When considering the difference in navigation times in terms of raw seconds, the improvement from standard to augmented may not seem particularly impactful, with a mean difference of 5.6 s. However, faster procedure times with statistically significant consistency are indicative of a superior sense of surgeon orientation within the operational space, as well as a higher degree of comfort with the tools and task. Given the aforementioned limitations of the skull phantoms, particularly the obstructive effect of the polystyrene beads, it is not unreasonable to expect a greater time difference under more realistic conditions.
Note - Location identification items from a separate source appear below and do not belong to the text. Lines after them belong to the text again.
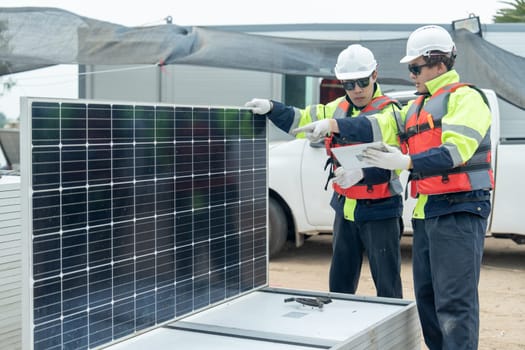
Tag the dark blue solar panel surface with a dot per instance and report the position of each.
(141, 214)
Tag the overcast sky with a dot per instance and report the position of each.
(60, 81)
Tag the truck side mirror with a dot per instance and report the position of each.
(319, 144)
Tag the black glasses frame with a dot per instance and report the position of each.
(350, 84)
(416, 69)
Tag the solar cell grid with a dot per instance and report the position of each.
(140, 214)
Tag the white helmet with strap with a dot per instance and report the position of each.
(426, 39)
(355, 62)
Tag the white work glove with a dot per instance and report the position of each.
(259, 105)
(315, 131)
(347, 178)
(392, 159)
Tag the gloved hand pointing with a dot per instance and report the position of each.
(315, 131)
(259, 105)
(392, 159)
(347, 178)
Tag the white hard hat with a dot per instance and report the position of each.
(426, 39)
(355, 62)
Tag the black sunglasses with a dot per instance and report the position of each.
(350, 84)
(415, 69)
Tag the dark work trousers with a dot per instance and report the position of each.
(380, 240)
(447, 252)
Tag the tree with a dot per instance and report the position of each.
(515, 14)
(3, 120)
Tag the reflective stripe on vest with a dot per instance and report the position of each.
(362, 190)
(423, 131)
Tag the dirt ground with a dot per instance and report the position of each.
(502, 284)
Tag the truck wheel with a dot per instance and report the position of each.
(277, 227)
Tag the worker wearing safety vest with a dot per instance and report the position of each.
(444, 136)
(372, 221)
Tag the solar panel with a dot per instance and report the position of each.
(138, 214)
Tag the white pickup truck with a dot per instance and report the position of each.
(299, 205)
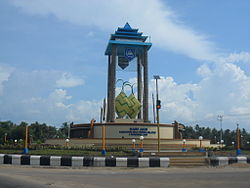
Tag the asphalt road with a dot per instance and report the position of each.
(27, 177)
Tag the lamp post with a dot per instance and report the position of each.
(103, 140)
(222, 141)
(200, 139)
(26, 150)
(67, 142)
(238, 151)
(220, 118)
(133, 145)
(5, 138)
(184, 145)
(158, 106)
(141, 144)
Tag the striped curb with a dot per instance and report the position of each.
(223, 161)
(54, 161)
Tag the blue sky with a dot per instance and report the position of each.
(53, 68)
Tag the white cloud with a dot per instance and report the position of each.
(236, 58)
(225, 89)
(156, 19)
(35, 96)
(5, 72)
(67, 80)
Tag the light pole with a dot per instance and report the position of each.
(238, 151)
(133, 145)
(103, 140)
(222, 141)
(141, 145)
(26, 150)
(67, 142)
(158, 106)
(220, 118)
(184, 145)
(200, 139)
(5, 138)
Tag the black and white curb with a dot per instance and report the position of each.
(223, 161)
(77, 162)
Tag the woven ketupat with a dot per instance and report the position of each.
(136, 106)
(122, 105)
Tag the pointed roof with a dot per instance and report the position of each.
(128, 32)
(127, 36)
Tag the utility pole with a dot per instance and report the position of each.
(153, 99)
(158, 106)
(220, 118)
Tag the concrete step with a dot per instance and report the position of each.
(175, 154)
(188, 161)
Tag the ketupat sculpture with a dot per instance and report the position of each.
(127, 105)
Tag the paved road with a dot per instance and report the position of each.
(26, 177)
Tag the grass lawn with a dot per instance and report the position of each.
(65, 152)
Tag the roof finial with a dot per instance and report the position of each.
(127, 26)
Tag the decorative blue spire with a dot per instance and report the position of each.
(127, 27)
(127, 36)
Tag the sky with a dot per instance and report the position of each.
(53, 68)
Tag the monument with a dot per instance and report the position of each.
(127, 116)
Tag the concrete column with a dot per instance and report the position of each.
(112, 82)
(108, 91)
(139, 82)
(145, 92)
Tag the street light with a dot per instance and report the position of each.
(133, 145)
(238, 151)
(200, 139)
(141, 145)
(220, 118)
(26, 150)
(67, 142)
(158, 106)
(222, 141)
(184, 145)
(5, 138)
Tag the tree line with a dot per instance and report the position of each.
(228, 136)
(38, 132)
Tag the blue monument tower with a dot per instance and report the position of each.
(125, 45)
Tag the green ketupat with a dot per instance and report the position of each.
(135, 106)
(122, 105)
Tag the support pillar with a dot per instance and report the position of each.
(108, 97)
(139, 82)
(112, 82)
(145, 92)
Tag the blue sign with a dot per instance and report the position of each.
(138, 132)
(130, 53)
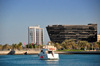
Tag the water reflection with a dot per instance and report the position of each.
(55, 62)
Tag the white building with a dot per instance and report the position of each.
(35, 35)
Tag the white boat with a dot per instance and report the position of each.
(46, 54)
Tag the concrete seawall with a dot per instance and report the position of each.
(22, 52)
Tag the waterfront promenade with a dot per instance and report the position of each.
(35, 51)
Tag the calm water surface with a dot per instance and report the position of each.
(65, 60)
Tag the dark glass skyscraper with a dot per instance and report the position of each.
(58, 33)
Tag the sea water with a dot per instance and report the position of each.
(64, 60)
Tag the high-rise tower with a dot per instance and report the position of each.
(35, 35)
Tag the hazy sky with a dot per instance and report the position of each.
(17, 15)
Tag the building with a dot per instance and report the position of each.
(35, 35)
(98, 38)
(58, 33)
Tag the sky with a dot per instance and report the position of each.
(17, 15)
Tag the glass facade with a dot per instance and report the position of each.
(58, 33)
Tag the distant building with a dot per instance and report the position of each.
(36, 35)
(98, 37)
(58, 33)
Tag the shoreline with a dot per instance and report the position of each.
(37, 52)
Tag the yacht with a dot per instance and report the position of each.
(47, 54)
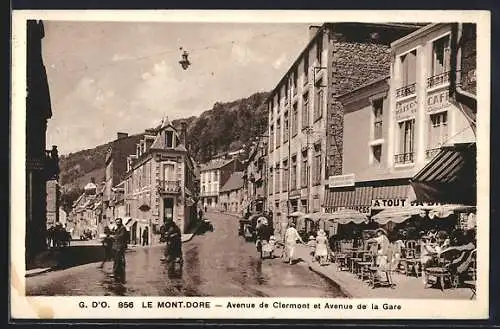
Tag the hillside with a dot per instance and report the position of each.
(225, 127)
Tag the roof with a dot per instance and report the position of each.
(215, 164)
(235, 182)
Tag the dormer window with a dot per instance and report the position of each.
(169, 139)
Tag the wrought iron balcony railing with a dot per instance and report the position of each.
(439, 79)
(404, 158)
(406, 90)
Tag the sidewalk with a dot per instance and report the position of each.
(84, 252)
(406, 287)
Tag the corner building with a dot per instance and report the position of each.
(306, 117)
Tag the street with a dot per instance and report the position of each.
(218, 263)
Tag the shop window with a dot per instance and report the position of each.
(305, 110)
(406, 142)
(438, 132)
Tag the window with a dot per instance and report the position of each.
(294, 119)
(305, 110)
(319, 49)
(278, 133)
(168, 172)
(304, 170)
(441, 55)
(285, 176)
(271, 137)
(169, 139)
(317, 165)
(377, 122)
(319, 102)
(406, 142)
(438, 132)
(278, 178)
(376, 154)
(408, 68)
(306, 68)
(285, 127)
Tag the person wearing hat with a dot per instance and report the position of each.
(291, 237)
(321, 251)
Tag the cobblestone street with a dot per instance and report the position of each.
(218, 263)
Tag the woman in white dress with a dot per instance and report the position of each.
(321, 247)
(291, 237)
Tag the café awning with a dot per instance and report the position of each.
(450, 177)
(443, 211)
(397, 215)
(346, 216)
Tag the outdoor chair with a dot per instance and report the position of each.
(377, 271)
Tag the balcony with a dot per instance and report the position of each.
(404, 158)
(170, 187)
(431, 153)
(438, 80)
(406, 90)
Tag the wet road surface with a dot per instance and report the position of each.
(218, 263)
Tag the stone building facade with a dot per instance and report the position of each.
(41, 164)
(305, 116)
(160, 183)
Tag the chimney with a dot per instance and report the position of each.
(121, 135)
(183, 132)
(313, 30)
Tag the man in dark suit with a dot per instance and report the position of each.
(119, 246)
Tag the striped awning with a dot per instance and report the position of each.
(450, 177)
(346, 216)
(397, 215)
(352, 197)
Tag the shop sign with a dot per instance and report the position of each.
(391, 203)
(341, 180)
(438, 100)
(405, 110)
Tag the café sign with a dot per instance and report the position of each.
(341, 180)
(438, 100)
(405, 110)
(394, 203)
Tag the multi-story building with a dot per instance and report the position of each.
(159, 184)
(255, 174)
(213, 175)
(305, 116)
(231, 194)
(41, 164)
(407, 138)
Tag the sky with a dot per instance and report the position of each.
(109, 77)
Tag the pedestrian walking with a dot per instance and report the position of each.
(107, 243)
(145, 236)
(321, 251)
(291, 237)
(120, 237)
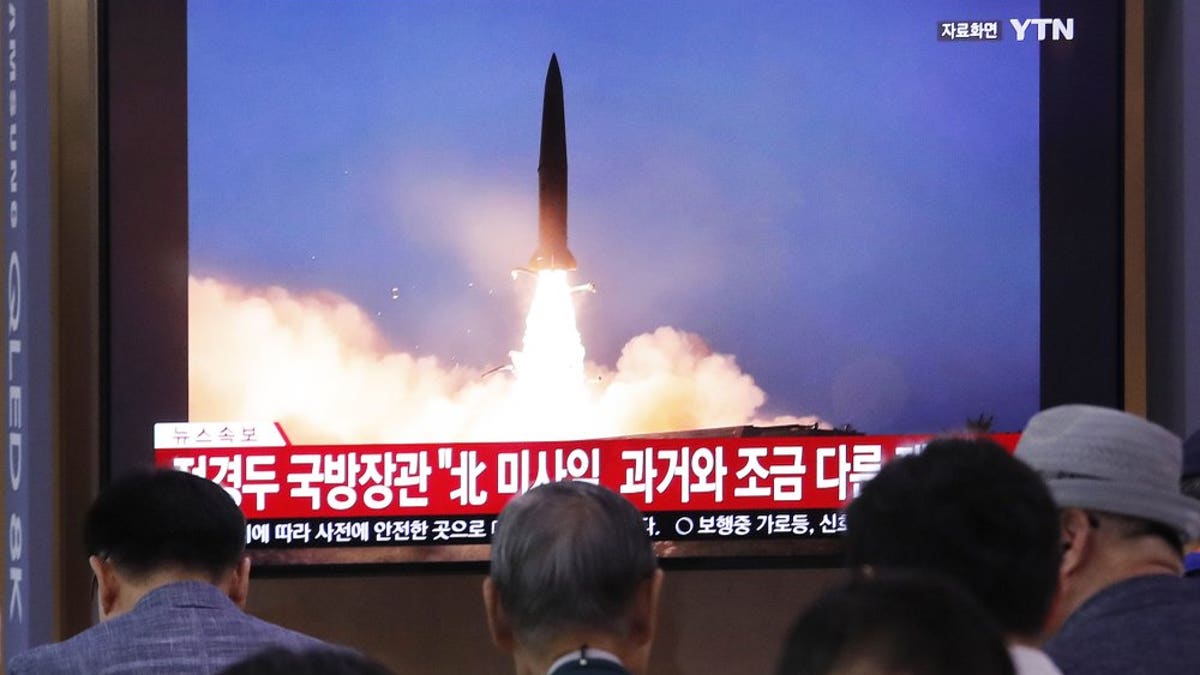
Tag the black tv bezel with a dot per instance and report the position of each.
(143, 178)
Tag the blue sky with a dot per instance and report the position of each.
(823, 190)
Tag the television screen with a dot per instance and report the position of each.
(781, 244)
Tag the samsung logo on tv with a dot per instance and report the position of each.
(993, 29)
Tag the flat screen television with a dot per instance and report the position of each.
(805, 238)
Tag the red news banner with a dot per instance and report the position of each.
(703, 488)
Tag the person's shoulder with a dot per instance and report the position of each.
(69, 656)
(259, 629)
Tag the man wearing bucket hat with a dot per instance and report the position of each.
(1122, 604)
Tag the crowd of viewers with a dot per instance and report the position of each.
(1063, 557)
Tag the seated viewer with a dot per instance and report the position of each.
(574, 584)
(171, 579)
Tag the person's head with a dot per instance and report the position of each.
(151, 527)
(309, 662)
(571, 565)
(895, 623)
(967, 509)
(1115, 478)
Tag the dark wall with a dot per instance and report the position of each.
(1173, 217)
(711, 622)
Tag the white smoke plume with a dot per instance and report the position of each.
(317, 364)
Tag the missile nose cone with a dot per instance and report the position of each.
(551, 251)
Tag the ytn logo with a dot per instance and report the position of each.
(1061, 29)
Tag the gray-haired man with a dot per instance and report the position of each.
(574, 584)
(1122, 604)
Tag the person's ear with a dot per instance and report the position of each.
(1077, 538)
(108, 585)
(497, 621)
(239, 583)
(646, 609)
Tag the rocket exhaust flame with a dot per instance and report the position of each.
(549, 377)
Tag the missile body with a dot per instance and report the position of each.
(552, 252)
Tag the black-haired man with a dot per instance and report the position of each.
(574, 584)
(167, 550)
(966, 509)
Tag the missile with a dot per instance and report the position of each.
(551, 251)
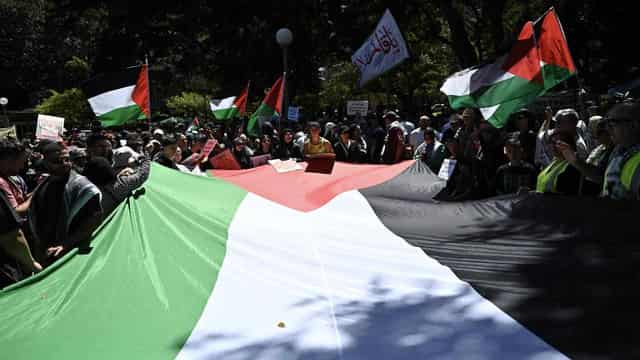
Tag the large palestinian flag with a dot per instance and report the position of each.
(539, 60)
(120, 98)
(270, 106)
(359, 264)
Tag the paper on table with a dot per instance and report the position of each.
(285, 166)
(446, 170)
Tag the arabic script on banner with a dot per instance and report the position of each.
(384, 49)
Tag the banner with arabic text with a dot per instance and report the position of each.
(384, 49)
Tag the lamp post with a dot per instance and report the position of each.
(284, 38)
(3, 102)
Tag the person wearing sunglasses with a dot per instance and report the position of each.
(621, 177)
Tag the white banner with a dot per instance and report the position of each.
(357, 107)
(49, 127)
(293, 113)
(384, 49)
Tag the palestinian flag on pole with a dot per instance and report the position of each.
(359, 264)
(120, 98)
(539, 60)
(271, 105)
(230, 107)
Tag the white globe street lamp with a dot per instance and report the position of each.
(284, 38)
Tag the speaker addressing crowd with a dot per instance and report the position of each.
(53, 195)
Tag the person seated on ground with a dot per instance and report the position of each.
(115, 188)
(431, 151)
(343, 146)
(241, 153)
(517, 175)
(559, 177)
(316, 144)
(13, 158)
(393, 151)
(65, 208)
(460, 184)
(265, 147)
(287, 148)
(166, 157)
(358, 147)
(621, 179)
(16, 260)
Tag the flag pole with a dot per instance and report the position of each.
(543, 15)
(146, 63)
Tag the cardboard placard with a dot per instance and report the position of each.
(49, 127)
(208, 147)
(225, 161)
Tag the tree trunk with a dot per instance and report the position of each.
(462, 47)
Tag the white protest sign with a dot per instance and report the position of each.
(8, 132)
(293, 113)
(384, 49)
(49, 127)
(446, 170)
(360, 107)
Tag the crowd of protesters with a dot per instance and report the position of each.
(53, 195)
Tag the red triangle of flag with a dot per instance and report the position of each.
(524, 59)
(140, 93)
(241, 100)
(553, 45)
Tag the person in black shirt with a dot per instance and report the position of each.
(166, 157)
(287, 149)
(516, 175)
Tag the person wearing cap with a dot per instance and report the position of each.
(621, 178)
(316, 144)
(65, 208)
(431, 151)
(559, 177)
(115, 188)
(417, 136)
(99, 145)
(166, 157)
(517, 174)
(243, 157)
(286, 148)
(158, 134)
(358, 144)
(343, 146)
(78, 158)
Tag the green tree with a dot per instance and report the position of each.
(70, 104)
(188, 105)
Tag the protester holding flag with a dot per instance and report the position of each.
(316, 144)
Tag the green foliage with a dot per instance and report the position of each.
(70, 104)
(189, 105)
(77, 69)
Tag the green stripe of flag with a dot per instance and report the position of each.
(122, 116)
(143, 287)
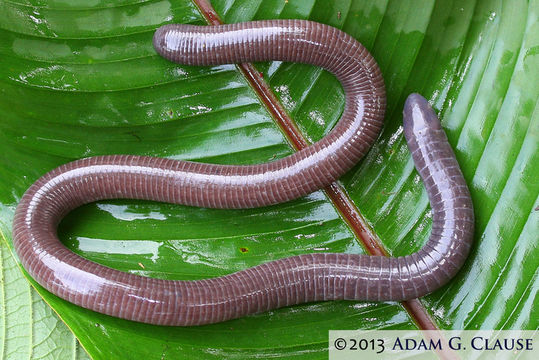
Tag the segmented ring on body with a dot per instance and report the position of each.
(284, 282)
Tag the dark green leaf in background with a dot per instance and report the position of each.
(81, 79)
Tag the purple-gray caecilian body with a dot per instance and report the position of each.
(293, 280)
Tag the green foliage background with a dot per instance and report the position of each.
(80, 79)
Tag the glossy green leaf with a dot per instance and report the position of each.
(81, 79)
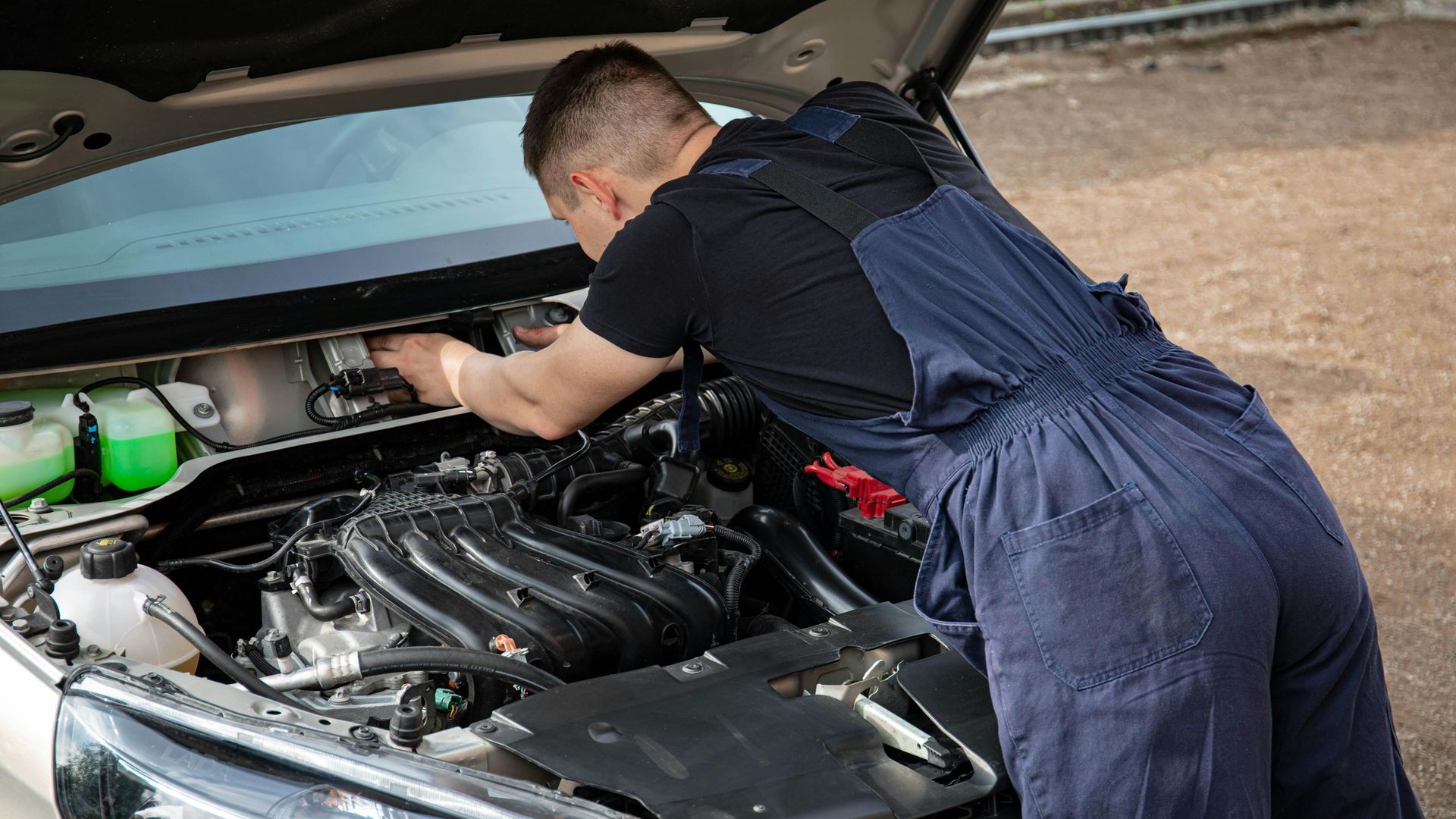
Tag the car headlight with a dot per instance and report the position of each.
(126, 752)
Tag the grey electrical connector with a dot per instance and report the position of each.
(679, 528)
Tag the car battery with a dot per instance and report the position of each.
(883, 554)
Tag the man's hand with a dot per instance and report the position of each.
(549, 394)
(428, 360)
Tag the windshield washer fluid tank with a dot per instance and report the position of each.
(33, 450)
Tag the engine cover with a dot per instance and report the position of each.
(466, 569)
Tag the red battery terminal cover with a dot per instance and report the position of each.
(873, 496)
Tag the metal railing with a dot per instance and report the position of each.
(1072, 34)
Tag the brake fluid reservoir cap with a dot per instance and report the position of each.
(108, 558)
(17, 413)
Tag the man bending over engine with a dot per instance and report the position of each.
(1165, 602)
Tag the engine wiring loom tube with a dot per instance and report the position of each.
(340, 670)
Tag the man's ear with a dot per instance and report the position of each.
(595, 190)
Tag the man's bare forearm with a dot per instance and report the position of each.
(552, 392)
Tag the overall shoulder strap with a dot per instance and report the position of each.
(874, 140)
(832, 209)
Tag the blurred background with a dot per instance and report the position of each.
(1279, 180)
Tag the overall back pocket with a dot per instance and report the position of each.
(1107, 589)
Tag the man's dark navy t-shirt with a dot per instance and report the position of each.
(770, 290)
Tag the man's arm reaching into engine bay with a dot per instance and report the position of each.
(549, 394)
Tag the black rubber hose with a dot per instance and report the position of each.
(218, 657)
(287, 545)
(766, 623)
(799, 563)
(259, 662)
(733, 583)
(450, 659)
(313, 411)
(585, 487)
(52, 484)
(319, 611)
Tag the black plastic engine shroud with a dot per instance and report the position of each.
(466, 569)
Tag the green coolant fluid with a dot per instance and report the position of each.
(139, 463)
(33, 452)
(137, 442)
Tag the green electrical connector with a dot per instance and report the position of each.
(447, 703)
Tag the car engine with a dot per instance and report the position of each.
(664, 634)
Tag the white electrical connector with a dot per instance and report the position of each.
(680, 528)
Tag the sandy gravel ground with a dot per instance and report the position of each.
(1289, 209)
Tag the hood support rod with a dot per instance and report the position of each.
(927, 89)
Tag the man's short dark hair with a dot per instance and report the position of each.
(607, 107)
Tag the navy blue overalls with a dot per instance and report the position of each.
(1123, 539)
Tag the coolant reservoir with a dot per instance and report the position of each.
(104, 596)
(33, 450)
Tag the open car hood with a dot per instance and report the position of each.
(162, 76)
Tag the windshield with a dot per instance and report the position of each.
(310, 205)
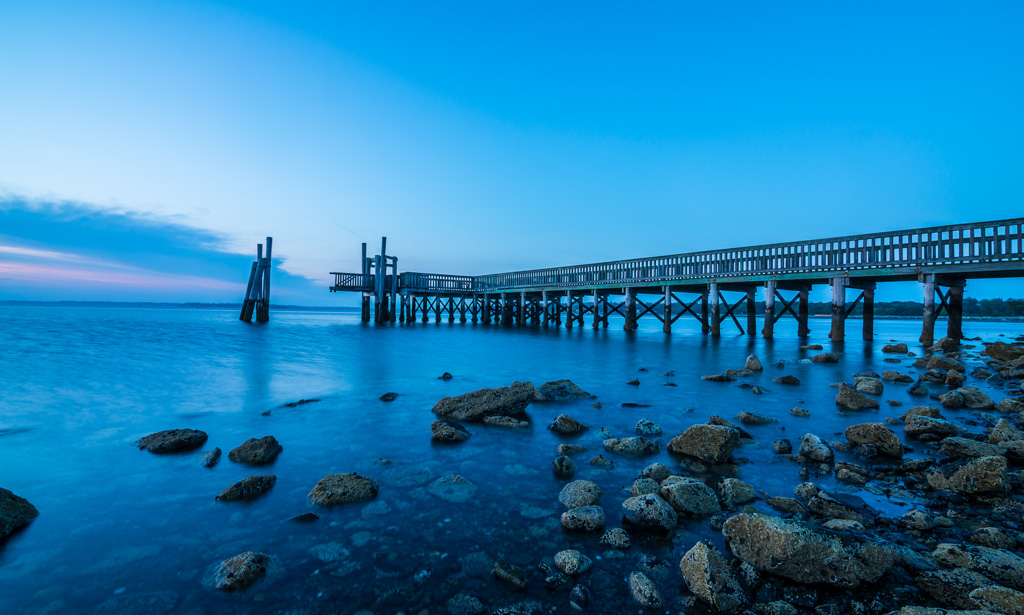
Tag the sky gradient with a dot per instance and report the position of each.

While the implementation of video augmentation in this experiment was limited to a simple indication of the direction to a target, the mapping of 3D space to 2D space allows for the incorporation of much more sophisticated visualization displays. Such possibilities include nonlinear preoperatively planned surgical paths and overlaid soft tissue structures, using 3D points generated from existing orbital soft tissue image segmentation algorithms.29,30 So long as care is taken to avoid overwhelming the display with extraneous visual information by constantly obtaining surgeon feedback, this technology could considerably simplify retrobulbar access and enable safe, repetitive therapeutic interventions.
V. CONCLUSIONS
The delicate anatomy of the orbital space requires any intervention to be precise and clearly directed, with minimal superfluous motion to avoid inflicting damage to the patient. While standard image guidance provides critical information regarding instrument location and surrounding anatomy, the typical interface of three orthogonal image planes leaves an awareness gap in terms of orientation and trajectory, particularly when the endoscopic viewing field is occluded by blood or tissue. This additional information can be provided with video augmentation. In this series of anthropomorphic phantom experiments, we have demonstrated that both target identification accuracy and interventional procedure time are improved when image guidance is used in conjunction with video augmentation.
ACKNOWLEDGMENTS
The authors would like to thank the various physicians who volunteered their time for this experiment, Dahl Irvine and the Vanderbilt CT technicians for their help with imaging, and Tom Pheiffer, Yifei Wu, and Rebekah Conley for their assistance with calibrations. This work was supported in part by the Research to Prevent Blindness Physician Scientist Award, the Unrestricted Grant from Research to Prevent Blindness to the Vanderbilt Eye Institute, and the National Institutes of Health under Grant R21 RR025806.